Ha! Laird would get in. That wasn’t so hard, was it?

At 7,127 yards, Sedgefield is not overly long. Like most Donald Ross courses, the challenge will come on the greens, as the putting complexes are undulating and very tricky. Last year Sedgefield ranked seventh on Tour in three-putt avoidance at 4.67 percent (just behind Augusta National). There were 384 three-putts at Sedgefield a year ago. Only three courses had more.

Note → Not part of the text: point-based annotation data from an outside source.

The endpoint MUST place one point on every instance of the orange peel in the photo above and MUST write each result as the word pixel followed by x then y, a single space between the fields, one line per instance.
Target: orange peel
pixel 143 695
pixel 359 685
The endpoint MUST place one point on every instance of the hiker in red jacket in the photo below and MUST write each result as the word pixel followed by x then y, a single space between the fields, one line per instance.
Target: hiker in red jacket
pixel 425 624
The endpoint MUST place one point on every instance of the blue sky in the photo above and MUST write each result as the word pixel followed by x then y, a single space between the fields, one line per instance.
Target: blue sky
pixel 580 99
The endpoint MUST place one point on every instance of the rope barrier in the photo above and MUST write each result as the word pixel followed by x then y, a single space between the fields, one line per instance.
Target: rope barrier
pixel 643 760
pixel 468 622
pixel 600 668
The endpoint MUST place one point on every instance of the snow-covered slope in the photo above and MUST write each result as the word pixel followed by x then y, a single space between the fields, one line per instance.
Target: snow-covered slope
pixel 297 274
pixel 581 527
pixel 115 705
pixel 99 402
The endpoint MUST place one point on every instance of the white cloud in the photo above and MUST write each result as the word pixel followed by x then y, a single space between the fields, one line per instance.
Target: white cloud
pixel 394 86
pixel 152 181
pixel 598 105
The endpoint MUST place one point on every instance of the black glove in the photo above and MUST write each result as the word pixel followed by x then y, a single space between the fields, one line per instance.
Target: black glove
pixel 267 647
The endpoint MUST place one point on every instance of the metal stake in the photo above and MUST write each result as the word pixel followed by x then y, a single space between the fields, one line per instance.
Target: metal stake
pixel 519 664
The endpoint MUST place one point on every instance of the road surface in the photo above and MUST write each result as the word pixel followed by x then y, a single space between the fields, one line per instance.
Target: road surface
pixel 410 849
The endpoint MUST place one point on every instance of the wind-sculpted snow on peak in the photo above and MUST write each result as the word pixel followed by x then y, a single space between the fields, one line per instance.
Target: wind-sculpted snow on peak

Most three-putts by course in 2013

 Course Three-putts

Three-putt percentage

 Muirfield 572 6.69%
 Merion 552 6.73
 Quail Hollow 411 4.89
 Sedgefield 384 4.67
 Innisbrook 324 3.89
 Oak Hill 308 3.73

PGA Tour leaders in three-putt avoidance who are in the Wyndham field

 Player Three-putt avoidance percentage
 Freddie Jacobson 1.42
 Kevin Kisner 1.69
 Brian Harman 1.78
 Tim Herron 1.81
 Bryce Molder 1.91
 Brendon de Jonge 1.94
 Aaron Baddeley 1.96

Sedgefield was also the ninth hardest course to putt on from less than 10 feet and one of the toughest courses in which to nail approach shots, ranking 10th in proximity to the hole and just fifth in proximity to the hole from the rough. Accuracy off the tee, and especially on approach is key.

PGA Tour leaders in proximity to the hole in the Wyndham field

 Player Proximity to the hole
 Tim Clark 31 feet, 4 inches
 Nick Watney 32 feet, 5 inches
 Paul Casey 32 feet, 7 inches
 Brian Harman 32 feet, 7 inches
 Bo Van Pelt 32 feet, 8 inches
 Joe Durant 32 feet, 9 inches

That Brian Harman appears on both lists is notable. That he finished T-3 in 2013 is even more so. That he won a few weeks ago at the John Deere Classic makes him less of a sleeper than he would ordinarily be. The only thing that scares me about the 27-year-old Georgian is that this is his eighth tournament in nine weeks.

Who else might contend this week at Sedgefield? Clark and Carl Pettersson played college golf at nearby North Carolina State and have had success at the Wyndham. Also, Casey, who is the second-best player on Tour in rough proximity, deserves consideration. One of the Tour’s better long-distance putters according to ShotLink – he’s sixth from 10-15 feet, 13th from 20-25 feet and 29th from more than 25 feet – he might put to rest all the talk of him being passed for that final position in the playoffs.

Possible Greensboro contenders

 Player Note
Like Mickelson a week ago, he’s no top 10s this year but has been close quite often
Second at Sedgefield two years ago and T-6 in 2008
First in approach distance from 50-125 yards, he needs to avoid three-putts, a bugaboo in 2014
Clark’s Wolfpack teammate won in 2008 and was T-4 in 2011 and 2012
The 2011 champ has three top-11 finishes in five career starts here

One final thought: Going really low seems to be the norm at Sedgefield, as the winning score has been 18-under or better four times in six years. Patrick Reed’s 14-under 266 a year ago was the highest winning score since the event moved from Forest Oaks.